Mechanisms of Streptococcus biofilm and community development
Streptococcus bacteria are opportunistic pathogens and ubiquitous colonisers of the human oral cavity and mucosae. They are often prominent members of the resident microbiota at these sites, reflecting their evolutionary adaptation to successful colonisation of their ecological niche. Despite facing often hostile environmental conditions, Streptococcus bacteria are able to associate with host tissues and with other microorganisms to form microbial communities (biofilms), the precise nature of which can have significant implications for both health and disease. Nonetheless, the underpinning mechanisms utilised by streptococci for biofilm and community development are not fully understood.

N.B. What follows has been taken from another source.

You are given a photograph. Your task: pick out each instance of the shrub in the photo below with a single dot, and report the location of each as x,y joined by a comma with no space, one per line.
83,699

This project forms part of an exciting programme of research within the Oral Microbiology group to decipher the molecular basis of Streptococcus colonisation and pathogenesis. The objectives of this project are to utilise genetic-, biochemical- and cell culture-based techniques to determine the molecular mechanisms of streptococcal biofilm formation, and of interplay with other microbes and host tissues. Identification of the molecular determinants that influence Streptococcus colonisation and pathogenesis could lead to the development of novel strategies to combat streptococcal disease. This project will therefore provide an excellent opportunity to develop a wide range of interdisciplinary skills within a vibrant research team addressing significant biomedical problems.